Promotional single by Kim Petras

from the album Feed the Beast
- Released: 20 January 2023
- Genre: Hyperpop
- Length: 2:32
- Label: Amigo; Republic;
- Songwriters: Ilya Salmanzadeh; Kim Petras; Max Grahn; Nick Harwood; Rami Yacoub;
- Producers: Ilya; Rami Yacoub;

= Brrr (song) =

2023 single by Kim Petras

"Brrr" is a song by German singer Kim Petras. The song was released on 20 January 2023 by Republic Records as the first and only promotional single from Petras' major-label debut studio album Feed the Beast (2023).

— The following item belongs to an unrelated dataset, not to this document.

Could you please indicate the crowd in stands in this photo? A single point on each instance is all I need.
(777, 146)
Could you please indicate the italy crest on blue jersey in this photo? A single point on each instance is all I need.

The track features production work by Ilya.

==Composition==
NMEs Emma Wilkes described the song as an "industrial-inspired pop track". Writers for Billboard called "Brrr" a "hypnotic" hyperpop track, and the Dallas Voice said the song has "industrial beats and bad bitch energy". Cillea Houghton of American Songwriter said, "The song features a throbbing beat layered by Petras’ crisp vocals as she takes on the persona of a fearless character."

==Promotion==
After posting a snippet of the song on 8 January through her social media, Kim Petras officially announced the release of the song on 11 January.

Petras performed the song on Late Night with Seth Meyers on 23 January, four days after its release. She also performed it on 1 March at the 2023 Billboard Women in Music ceremony.